Yesterday, 6 years ago, I was a college student excited to be on Spring Break.
I was packing and getting ready to take a trip down to South Beach with some girl friends. This was going to be a blast and we were so excited for some fun in the sun.
Before I finished up my packing, I met some friends from school for lunch. Oddly enough, it is a supermarket that is just around the block from where I work now…2 minutes away from where I am sitting at this moment. We all ate, discussed our plans for spring break, and made plans to see each other again before heading back to school. They all made plans to shop at the mall nearby and then head to Chinatown for dinner. Since I am such a procrastinator, I wasn’t ready for my flight the next morning, so I separated from the group and headed home to finish up packing. The plan was to finish packing and meet them up for dinner. As we split up from lunch, I said my goodbyes, and the last thing I remember hearing from my friend Tommy was, “You better come tonight! I promised you a ride in my car!”

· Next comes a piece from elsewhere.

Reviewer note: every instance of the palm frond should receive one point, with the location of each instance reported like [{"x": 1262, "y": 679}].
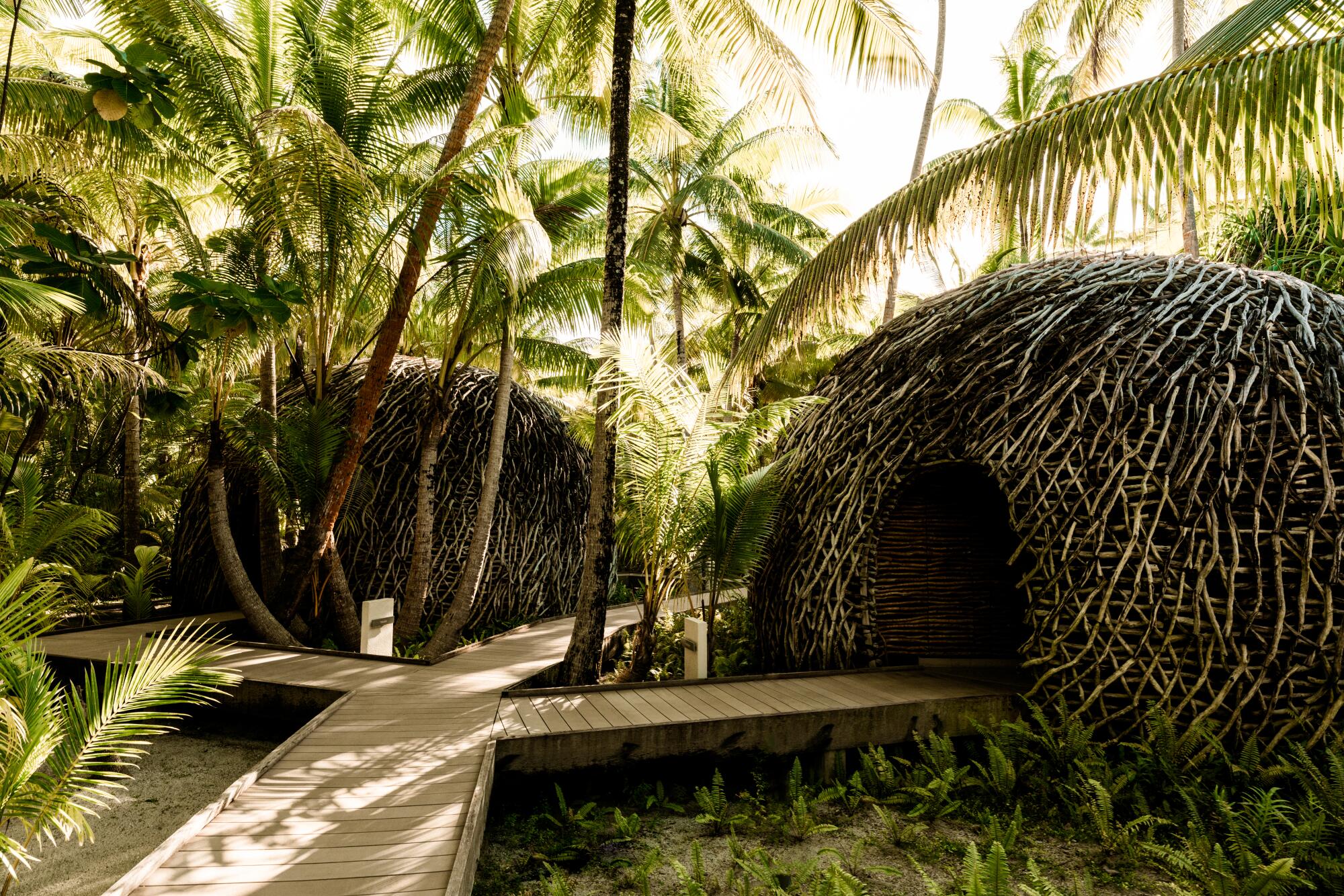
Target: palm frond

Plans didn’t work out as planned. Packing took longer than expected. My sister had a sports banquet that my mother insisted that I attend. And before I knew it, it was too late to meet my friends. I texted that I couldn’t make it and promised I’d see them when I got back from Florida. Little did I know how the rest of their night would turn out.
Today, 6 years ago, I lost two great friends.
I miss them dearly and although my life has gone on, I still carry their memory close in my heart. I don’t know why good people are taken from us too early, I don’t know why others are spared and left to live out the rest of their lives; it still gives me chills to think that I easily could have been in that car with them.
I do know that we need to cherish the time we do have. Tell them you love them frequently. Forgive them easily. Visit them often.
“Before someone’s tomorrow has been taken away, cherish those you love, appreciate them today.”
And so, today, I honor my two friends that I have lost. I miss them dearly and wish they were still here with us. Most of all, I am thankful for those in my life now; especially my sister who had the sports banquet that day and my mother who insisted I attend with her…they were my guardian angels that day.